Enfin, pour des raisons de stratégie. Quand Macron sacrifie aux évêques les droits des femmes ou des personnes LGBT, quand il instrumentalise cyniquement le discours de l'Eglise pour justifier sa politique migratoire, ce n'est pas seulement pour faire diversion. C'est aussi pour construire de nouvelles alliances avec les forces réactionnaires traditionnelles du pays, contre toutes les luttes sociales que Johan Faerber met en avant. Quand il ose par exemple glorifier des associations catholiques accompagnant des « familles homosexuelles » (sic) et des femmes voulant avorter, que fait-il sinon demander à des croyant-es de compenser les déficiences des services publics que sa politique va accroître, en les laissant imposer leur vision de l'accompagnement très particulière (thérapie de conversion pour homos, découragement à avorter, etc.). Qui ne voit pas qu'il demande aux croyant-es de remplir à leur manière le vide qu'ouvre sa politique, pour le rendre moins douloureux, et moins visible. Ne serait-ce pas là, le vrai, le dangereux écran des luttes sociales ?

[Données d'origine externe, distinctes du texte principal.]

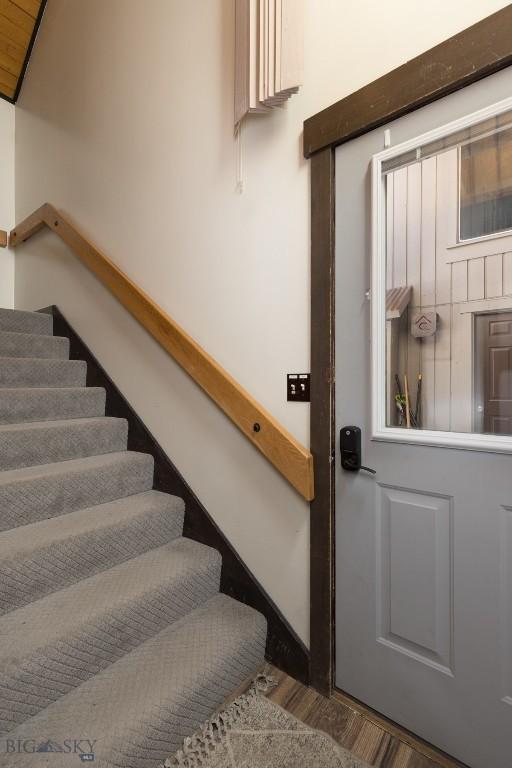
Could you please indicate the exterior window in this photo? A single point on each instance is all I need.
(486, 185)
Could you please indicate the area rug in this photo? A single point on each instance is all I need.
(253, 732)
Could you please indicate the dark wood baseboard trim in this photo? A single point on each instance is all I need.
(284, 647)
(476, 52)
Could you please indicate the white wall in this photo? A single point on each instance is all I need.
(6, 200)
(125, 122)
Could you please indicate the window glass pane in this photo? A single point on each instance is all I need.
(486, 185)
(448, 323)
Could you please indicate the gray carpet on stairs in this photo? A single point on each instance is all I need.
(113, 629)
(48, 404)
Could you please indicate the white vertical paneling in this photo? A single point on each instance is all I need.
(507, 273)
(462, 374)
(493, 275)
(428, 232)
(413, 365)
(476, 279)
(446, 220)
(402, 346)
(389, 230)
(414, 231)
(400, 227)
(428, 349)
(459, 281)
(442, 368)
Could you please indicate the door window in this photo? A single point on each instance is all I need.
(442, 260)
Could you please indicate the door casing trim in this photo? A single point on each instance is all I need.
(473, 54)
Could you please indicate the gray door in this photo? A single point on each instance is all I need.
(424, 546)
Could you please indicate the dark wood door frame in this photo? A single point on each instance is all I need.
(475, 53)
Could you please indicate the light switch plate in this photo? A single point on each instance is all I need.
(298, 387)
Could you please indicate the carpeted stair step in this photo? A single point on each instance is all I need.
(34, 372)
(138, 710)
(19, 321)
(74, 633)
(38, 404)
(49, 490)
(38, 559)
(45, 442)
(33, 345)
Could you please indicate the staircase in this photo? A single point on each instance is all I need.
(114, 638)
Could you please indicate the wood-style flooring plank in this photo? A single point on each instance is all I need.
(29, 6)
(344, 720)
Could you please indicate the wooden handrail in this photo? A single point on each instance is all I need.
(288, 456)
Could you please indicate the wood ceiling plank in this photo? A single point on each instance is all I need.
(8, 80)
(29, 6)
(7, 87)
(13, 33)
(10, 64)
(17, 16)
(15, 52)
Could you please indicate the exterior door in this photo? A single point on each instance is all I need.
(493, 372)
(424, 546)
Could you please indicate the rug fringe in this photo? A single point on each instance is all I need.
(197, 748)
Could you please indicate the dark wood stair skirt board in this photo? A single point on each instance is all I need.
(284, 648)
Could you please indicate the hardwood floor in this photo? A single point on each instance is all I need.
(368, 736)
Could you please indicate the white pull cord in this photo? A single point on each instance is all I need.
(239, 159)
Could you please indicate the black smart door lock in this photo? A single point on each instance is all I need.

Répondre à cette stratégie par le même sacrifice, des mêmes minorités, et en esquivant l'enjeu de cette alliance avec les réactionnaires contre les luttes, c'est accorder une victoire à Macron, non pas déjouer son piège.

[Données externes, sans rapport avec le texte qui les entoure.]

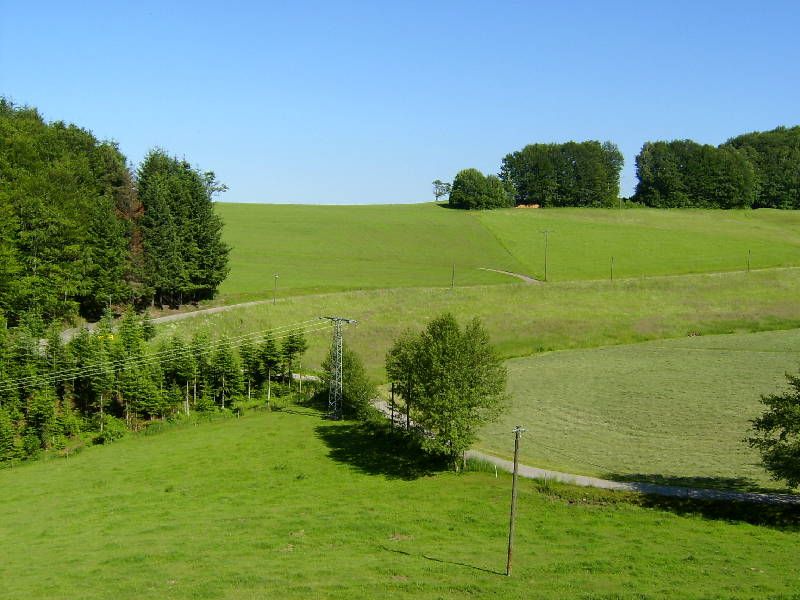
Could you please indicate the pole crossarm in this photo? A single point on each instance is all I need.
(335, 387)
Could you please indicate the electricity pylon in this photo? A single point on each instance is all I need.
(335, 388)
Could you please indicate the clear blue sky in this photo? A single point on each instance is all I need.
(359, 102)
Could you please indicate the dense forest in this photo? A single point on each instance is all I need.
(99, 385)
(754, 170)
(80, 231)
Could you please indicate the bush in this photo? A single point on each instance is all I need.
(113, 429)
(472, 190)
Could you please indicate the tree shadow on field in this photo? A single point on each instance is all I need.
(377, 450)
(778, 514)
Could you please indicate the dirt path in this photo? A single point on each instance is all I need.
(68, 334)
(526, 278)
(644, 488)
(606, 484)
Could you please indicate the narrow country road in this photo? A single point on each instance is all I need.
(605, 484)
(68, 334)
(526, 278)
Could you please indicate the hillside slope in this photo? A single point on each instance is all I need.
(288, 505)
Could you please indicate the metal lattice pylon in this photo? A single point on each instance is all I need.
(335, 387)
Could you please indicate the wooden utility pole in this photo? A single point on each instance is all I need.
(392, 405)
(517, 433)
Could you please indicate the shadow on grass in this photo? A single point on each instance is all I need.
(727, 484)
(377, 450)
(440, 560)
(779, 515)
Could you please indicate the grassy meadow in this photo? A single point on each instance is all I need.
(526, 319)
(670, 411)
(332, 248)
(289, 505)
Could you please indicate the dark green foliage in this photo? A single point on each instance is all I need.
(571, 174)
(472, 190)
(184, 255)
(60, 230)
(775, 156)
(683, 173)
(358, 391)
(74, 236)
(226, 374)
(777, 433)
(293, 348)
(456, 380)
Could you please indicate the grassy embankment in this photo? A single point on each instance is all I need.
(289, 505)
(672, 411)
(334, 248)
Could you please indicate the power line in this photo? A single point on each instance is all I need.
(151, 359)
(88, 369)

Il faut oublier Macron et ce discours ? Peut-être. Mais il faut avant tout ne pas oublier les minorités, inventer, face à la multiplication des luttes et la hiérarchisation des priorités qu'imposent Macron et ses allié-es des alliances inédites, des stratégies nouvelles qui permettent à chacun-e de trouver sa place. Il faut surtout cesser de considérer que seraient secondaires ou parasites nos combats, nos droits, nos vies.